They meet on a line for a movie. The man and the woman — each disfigured by childhood accidents — are both used to being stared at, and they are used to being alone. At the Under the Radar festival, inspired by the late Uruguayan writer Mario Benedetti’s tender short story, “La noche de los feos” (The night of the ugly people), the Chilean theater troupe Teatro y Su Doble is presenting “Feos,” which combines puppetry and animation to tell the story of the encounter between these two shunned people, and their awkward, hesitant attempts at connecting — on the line, then in a cafe, eventually in bed.

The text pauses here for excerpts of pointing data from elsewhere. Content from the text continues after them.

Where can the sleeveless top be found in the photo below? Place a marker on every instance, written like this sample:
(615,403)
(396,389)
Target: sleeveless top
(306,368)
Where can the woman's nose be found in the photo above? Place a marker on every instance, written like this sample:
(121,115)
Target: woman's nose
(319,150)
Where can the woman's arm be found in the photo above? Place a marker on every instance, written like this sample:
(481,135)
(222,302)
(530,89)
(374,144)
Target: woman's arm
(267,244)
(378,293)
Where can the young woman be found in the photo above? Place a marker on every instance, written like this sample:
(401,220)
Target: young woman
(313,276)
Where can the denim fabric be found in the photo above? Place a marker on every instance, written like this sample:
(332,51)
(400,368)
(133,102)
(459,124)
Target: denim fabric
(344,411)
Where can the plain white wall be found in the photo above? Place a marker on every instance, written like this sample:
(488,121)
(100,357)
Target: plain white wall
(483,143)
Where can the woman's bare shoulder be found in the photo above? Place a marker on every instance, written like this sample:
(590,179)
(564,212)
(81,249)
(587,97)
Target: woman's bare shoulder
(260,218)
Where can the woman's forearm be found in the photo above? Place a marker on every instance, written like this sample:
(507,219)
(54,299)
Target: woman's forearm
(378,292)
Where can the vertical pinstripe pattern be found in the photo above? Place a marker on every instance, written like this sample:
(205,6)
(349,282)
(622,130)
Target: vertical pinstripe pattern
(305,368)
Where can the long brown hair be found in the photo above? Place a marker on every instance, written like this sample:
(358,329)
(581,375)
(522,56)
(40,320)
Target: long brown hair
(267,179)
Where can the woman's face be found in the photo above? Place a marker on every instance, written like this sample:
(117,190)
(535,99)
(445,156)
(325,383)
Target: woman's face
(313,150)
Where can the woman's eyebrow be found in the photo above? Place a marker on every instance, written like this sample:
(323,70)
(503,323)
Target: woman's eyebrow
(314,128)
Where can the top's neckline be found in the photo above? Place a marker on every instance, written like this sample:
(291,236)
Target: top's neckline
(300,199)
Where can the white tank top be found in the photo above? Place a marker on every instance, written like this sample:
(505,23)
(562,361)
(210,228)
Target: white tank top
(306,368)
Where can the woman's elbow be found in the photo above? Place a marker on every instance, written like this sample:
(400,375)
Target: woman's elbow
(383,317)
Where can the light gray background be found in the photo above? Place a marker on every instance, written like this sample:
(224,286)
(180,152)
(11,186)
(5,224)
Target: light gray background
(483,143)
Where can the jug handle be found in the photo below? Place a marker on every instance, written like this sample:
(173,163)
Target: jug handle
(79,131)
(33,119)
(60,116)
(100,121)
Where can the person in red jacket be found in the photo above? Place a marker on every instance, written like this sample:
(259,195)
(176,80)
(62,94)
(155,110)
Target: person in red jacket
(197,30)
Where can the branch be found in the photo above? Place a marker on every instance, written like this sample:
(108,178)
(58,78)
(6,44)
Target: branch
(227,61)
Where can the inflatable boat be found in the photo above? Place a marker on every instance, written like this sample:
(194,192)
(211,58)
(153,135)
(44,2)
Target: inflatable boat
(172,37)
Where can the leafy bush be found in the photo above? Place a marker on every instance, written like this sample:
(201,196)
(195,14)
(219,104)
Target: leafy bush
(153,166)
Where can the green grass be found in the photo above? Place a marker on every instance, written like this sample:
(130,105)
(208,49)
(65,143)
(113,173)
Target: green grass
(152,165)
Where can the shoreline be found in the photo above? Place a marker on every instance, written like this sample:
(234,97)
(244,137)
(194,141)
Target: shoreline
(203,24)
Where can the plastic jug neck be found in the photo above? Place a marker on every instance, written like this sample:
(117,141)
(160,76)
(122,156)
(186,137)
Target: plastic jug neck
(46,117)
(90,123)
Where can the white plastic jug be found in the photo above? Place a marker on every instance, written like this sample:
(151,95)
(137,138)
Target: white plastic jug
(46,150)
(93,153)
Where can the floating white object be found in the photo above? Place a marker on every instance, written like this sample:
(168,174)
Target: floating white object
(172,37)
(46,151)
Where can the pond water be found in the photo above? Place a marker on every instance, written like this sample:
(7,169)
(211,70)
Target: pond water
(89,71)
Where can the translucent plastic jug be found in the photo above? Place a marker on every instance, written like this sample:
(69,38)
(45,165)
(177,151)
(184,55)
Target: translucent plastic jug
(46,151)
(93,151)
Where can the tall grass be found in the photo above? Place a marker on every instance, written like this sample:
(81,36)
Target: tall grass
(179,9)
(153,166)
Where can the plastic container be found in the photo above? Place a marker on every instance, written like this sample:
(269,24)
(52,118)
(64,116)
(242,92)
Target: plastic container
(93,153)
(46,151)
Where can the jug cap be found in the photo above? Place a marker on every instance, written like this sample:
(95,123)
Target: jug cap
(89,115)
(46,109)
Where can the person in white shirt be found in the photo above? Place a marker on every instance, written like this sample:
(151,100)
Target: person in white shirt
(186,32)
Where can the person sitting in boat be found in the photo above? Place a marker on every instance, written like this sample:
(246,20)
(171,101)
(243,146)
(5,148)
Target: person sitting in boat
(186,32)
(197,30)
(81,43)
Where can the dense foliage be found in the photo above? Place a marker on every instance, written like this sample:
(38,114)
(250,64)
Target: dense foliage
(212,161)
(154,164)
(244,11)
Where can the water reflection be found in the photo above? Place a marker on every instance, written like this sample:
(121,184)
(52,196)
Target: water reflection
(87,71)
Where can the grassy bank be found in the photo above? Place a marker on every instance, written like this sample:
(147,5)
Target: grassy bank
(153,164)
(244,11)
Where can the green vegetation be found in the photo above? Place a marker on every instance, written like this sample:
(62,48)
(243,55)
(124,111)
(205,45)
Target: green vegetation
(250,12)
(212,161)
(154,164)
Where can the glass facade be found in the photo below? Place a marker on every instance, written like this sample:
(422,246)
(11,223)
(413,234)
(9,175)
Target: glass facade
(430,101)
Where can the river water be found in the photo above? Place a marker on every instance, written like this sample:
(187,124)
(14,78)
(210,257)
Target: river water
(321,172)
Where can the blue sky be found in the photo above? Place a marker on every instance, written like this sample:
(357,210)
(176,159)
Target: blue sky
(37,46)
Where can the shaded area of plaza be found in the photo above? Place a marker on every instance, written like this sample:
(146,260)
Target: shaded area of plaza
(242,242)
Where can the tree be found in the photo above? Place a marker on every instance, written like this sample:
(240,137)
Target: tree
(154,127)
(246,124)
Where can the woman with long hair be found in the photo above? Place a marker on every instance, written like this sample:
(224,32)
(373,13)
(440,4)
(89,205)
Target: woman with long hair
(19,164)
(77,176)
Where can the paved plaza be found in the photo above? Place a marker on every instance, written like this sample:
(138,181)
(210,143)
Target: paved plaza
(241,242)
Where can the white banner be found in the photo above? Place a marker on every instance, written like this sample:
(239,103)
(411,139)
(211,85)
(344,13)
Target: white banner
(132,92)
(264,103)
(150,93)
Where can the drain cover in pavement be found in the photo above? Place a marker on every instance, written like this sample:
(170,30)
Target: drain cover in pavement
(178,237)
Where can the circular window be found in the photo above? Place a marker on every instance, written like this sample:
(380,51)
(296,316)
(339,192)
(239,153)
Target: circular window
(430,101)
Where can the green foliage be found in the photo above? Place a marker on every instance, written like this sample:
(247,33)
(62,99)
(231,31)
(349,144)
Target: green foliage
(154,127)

Six puppeteers dressed in black invisibly and seamlessly manipulate the man and the woman, and the other characters — the couples on the movie line, the people at the cafe. The text by Guillermo Calderón has expanded on Beneditta’s prose with smart and sometimes thought-provoking dialogue. But I’ve seen enough fine puppetry theater for adults (including at Under the Radar) to feel that “Feos” falls short of the best use of the puppetry arts in theatrical storytelling. The problem is in the long middle section of the 50-minute play, which takes place in the cafe, with the couple just sitting at a table talking. The setting is dark, their voices in Spanish are pre-recorded and oddly dispassionate, while the English supertitles projected on a scrim are long and literary. Maybe other viewers didn’t find this distancing and soporific; but would anybody argue that such sedentary scenes are best handled by mannequins of limited motion and emotion rather than human actors?
It’s only in the final ten minutes or so, in the brief bedroom scenes, presented between blackouts like flashes of memory, that the use of puppetry seems not only exactly apt; it can take your breath away.
“Feos” is on stage at the Public Theater, as part of Under the Radar Festival, through January 19, 2020.